×
Community Blog Practices of Simulating IDC Spark Read and Write MaxCompute

Practices of Simulating IDC Spark Read and Write MaxCompute

This article uses EMR (Cloud Hadoop) to simulate a local Hadoop cluster accessing MaxCompute data.

By Yueyi Yang

1. Background

1.1 Background Information

The existing lake house architecture uses MaxCompute as the center to read and write Hadoop cluster data. In some offline IDC scenarios, customers are unwilling to expose the internal information of the cluster to the public network and need to initiate access to cloud data from Hadoop clusters. This article uses EMR (Hadoop on cloud) to simulate a local Hadoop cluster accessing MaxCompute data.

1.2 Basic Architecture

1

2. Construction of Development Environment

2.1 Prepare the EMR Environment

(1) Purchase

① Log on to the Alibaba Cloud console and click the console option in the upper right corner.

2

(2) Go to the navigation page and click cloud products – E-MapReduce. You can also search for it.

3

③ Go to the E-MapReduce homepage, click EMR on ECS, and create a cluster.

Please refer to the official document for specific purchase details: https://www.alibabacloud.com/help/en/e-mapreduce/latest/getting-started#section-55q-jmm-3ts

④ Click the cluster ID to view the basic information, cluster services, node management, and other modules.

(2) Log In

Please refer to the official document for more information about how to log on to the cluster: https://www.alibabacloud.com/help/en/e-mapreduce/latest/log-on-to-a-cluster

This article will use logging on to an ECS as an example.
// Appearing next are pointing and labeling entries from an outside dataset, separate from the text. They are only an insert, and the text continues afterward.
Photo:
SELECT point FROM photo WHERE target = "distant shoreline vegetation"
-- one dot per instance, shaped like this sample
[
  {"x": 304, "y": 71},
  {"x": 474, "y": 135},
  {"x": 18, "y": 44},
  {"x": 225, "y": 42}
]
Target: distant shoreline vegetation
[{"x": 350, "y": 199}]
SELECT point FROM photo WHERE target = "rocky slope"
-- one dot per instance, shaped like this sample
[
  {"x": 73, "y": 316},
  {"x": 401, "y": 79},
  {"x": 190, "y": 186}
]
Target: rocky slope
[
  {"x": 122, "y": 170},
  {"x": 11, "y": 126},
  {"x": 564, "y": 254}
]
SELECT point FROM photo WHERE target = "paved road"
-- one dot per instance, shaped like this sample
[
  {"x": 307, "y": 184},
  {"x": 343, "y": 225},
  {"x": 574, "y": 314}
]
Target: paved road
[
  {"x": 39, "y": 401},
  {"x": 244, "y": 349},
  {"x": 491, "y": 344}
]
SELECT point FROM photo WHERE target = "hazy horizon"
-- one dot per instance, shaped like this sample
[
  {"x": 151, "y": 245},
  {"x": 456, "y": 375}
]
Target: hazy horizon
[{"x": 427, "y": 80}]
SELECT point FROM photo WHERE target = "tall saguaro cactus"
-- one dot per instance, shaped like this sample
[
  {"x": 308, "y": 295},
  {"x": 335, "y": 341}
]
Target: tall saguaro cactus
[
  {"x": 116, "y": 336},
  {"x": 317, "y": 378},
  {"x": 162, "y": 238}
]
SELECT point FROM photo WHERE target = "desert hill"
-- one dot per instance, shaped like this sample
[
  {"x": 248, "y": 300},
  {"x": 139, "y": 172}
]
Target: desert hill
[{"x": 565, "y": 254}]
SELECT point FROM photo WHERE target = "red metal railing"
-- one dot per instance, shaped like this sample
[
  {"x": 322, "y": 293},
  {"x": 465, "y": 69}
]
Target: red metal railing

① Click on the Alibaba Cloud Console - ECS

② Click the Instance Name - Remote Connection - Workbench Remote Connection

2.2 Local IDEA Preparation

(1) Install Maven

Please see the article below for more information: https://blog.csdn.net/l32273/article/details/123684435 (Article in Chinese).

(2) Create a Scala Project

① Download the Scala Plugin:

4

② Install Scala JDK

③ Create a Scala Project:

5

2.3 Data Preparation of MaxCompute

(1) Project

Please refer to the official document for more information about how to create a MaxCompute project: https://www.alibabacloud.com/help/en/maxcompute/latest/create-a-maxcompute-project

(2) AccessKey

The AccessKey (AK) pair used to access Alibaba Cloud APIs includes the AccessKey ID and AccessKey secret. After you create an Alibaba Cloud account on the official site (alibabacloud.com), an AccessKey pair is generated on the AccessKey Management page. AccessKey pairs are used to identify users and verify the signature of requests for accessing MaxCompute or other Alibaba Cloud services or connecting to third-party tools. Keep your AccessKey Secret confidential to prevent credential leaks. If there is a leak, disable or update your AccessKey immediately.

Please refer to the official document for more information about AK: https://ram.console.aliyun.com/manage/ak

(3) Endpoint

MaxCompute Service: The connection address is Endpoint, which varies based on the region and network connection mode.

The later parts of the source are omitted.